Mens Rea merujuk pada niat atau kesadaran pelaku saat melakukan perbuatan tersebut. Dalam konteks hukum pidana, seseorang hanya dapat dihukum jika terbukti tidak hanya melakukan perbuatan yang melanggar hukum (actus reus), tetapi juga dengan sengaja melakukannya, atau setidaknya dengan kesadaran bahwa perbuatan tersebut adalah ilegal dan merugikan orang lain. Dengan kata lain, mens rea menilai apakah pelaku memiliki niat jahat atau kesengajaan dalam melakukan tindakan tersebut. Dalam konteks maksud tersebut di duga Harvey Moeis ditangkap keesokan harinya usai Kejagung menemukan adanya keterlibatan Harvey dalam kasus korupsi timah. Direktur Penyidikan Jampidsus Kejagung Kuntadi mengatakan, posisi Harvey dalam kasus ini merupakan perwakilan dari PT Refined Bangka Tim (RBT). Â Harvey bersama Mochtar Riza Pahlevi Tabrasi sepakat mengakomodasi pertambangan ilegal dengan cara menutupinya melalui sewa-menyewa peralatan processing peleburan timah.

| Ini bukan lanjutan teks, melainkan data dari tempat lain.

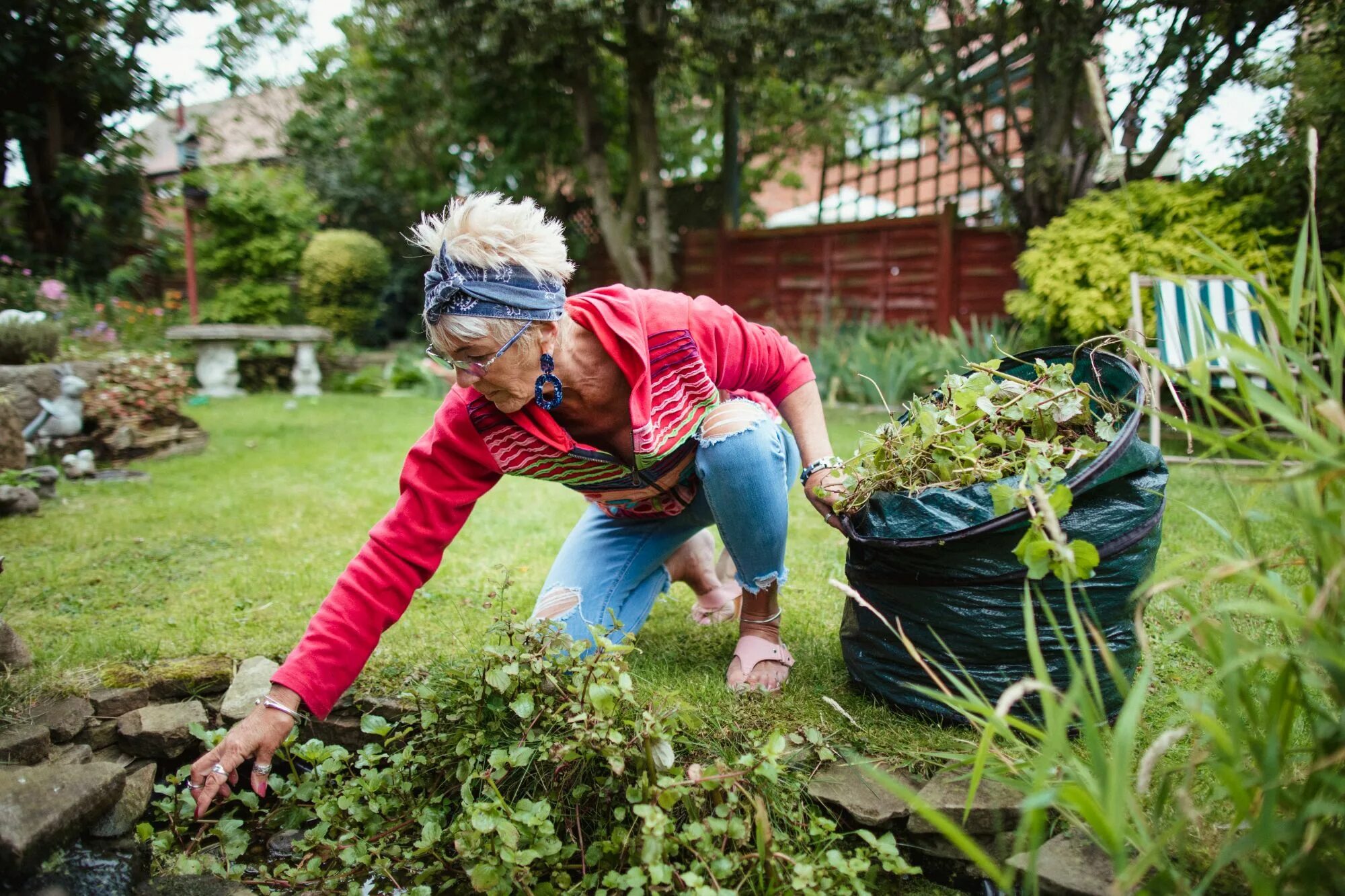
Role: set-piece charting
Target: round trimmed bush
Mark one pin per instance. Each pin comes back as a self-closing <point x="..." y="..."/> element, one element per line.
<point x="342" y="278"/>
<point x="1077" y="270"/>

Actus Reus merujuk pada perbuatan fisik atau tindakan yang dilakukan oleh pelaku, yang melanggar hukum. Dalam kasus korupsi Timah di Bangka Belitung, actus reus mencakup serangkaian tindakan ilegal timah yang dilakukan oleh para terdakwa dan sangat merugikan negara dan lingkungan, seperti penggelapan dana, penyalahgunaan wewenang, dan manipulasi kontrak. Tindakan-tindakan ini secara jelas melanggar hukum yang berlaku di Indonesia, terutama dalam hal pengelolaan lingkungan yang ilegal dan penggunaan uang negara untuk kepentingan pribadi.
"Pertanggungjawaban pidana" (Criminal Liability / Mens Rea) Berikut beberapa hukuman yang telah diberikan terkait kasus timah di Bangka Belitung: Bos Timah dituntut 16,5 tahun penjara karena merusak Hutan Lindung Pantai Bubus Bangka Empat tersangka penambangan timah ilegal di Manggar, Belitung Timur diancam hukuman penjara 10 tahun dan denda Rp 10 miliar, Ichwan Azwardi, pimpinan proyek pembangunan Washing Plant dan CSD di PT Timah, divonis 3 tahun penjara dan denda Rp 100 juta, Eks Pejabat Dinas ESDM Bangka Belitung dituntut 7 tahun penjara dalam perkara korupsi timah
Bagaimana Kerugian yang harus di tanggung?
Adapun kerugian yang harus di pertanggung jawankan seperti maksud actus reus beban kerugian yang harus ditanggung negara akibat kasus korupsi timah, yaitu sebesar Rp 300 triliun. Jumlah tersebut didapat dari kerugian atas kerja sama PT Timah Tbk dengan smelter swasta Rp 2,265 triliun, kerugian pembayaran biji timah Rp 26,649 triliun, dan kerugian lingkungan Rp 271,1 triliun. Adapun kerugian lingkungan, dihitung berdasarkan total luas galian yang mencapai 170.363.064 hektar di kawasan hutan dan nonkawasan hutan Bangka Belitung. Lebih lanjut, ahli lingkungan dari Institut Pertanian Bogor (IPB), Bambang Hero Saharjo merincikan total kerugian lingkungan akibat tambang timah meliputi kerugian ekologi Rp 157,83 triliun, kerugian ekonomi lingkungan Rp 60,27 miliar, dan biaya pemulihan lingkungan Rp 5,26 miliar. Sementara, kerugian lingkungan di nonkawasan hutan meliputi biaya lingkungan Rp 25,87 triliun, biaya kerugian ekonomi lingkungan Rp 15,2 triliun, dan biaya pemulihan lingkungan Rp 6,62 miliar.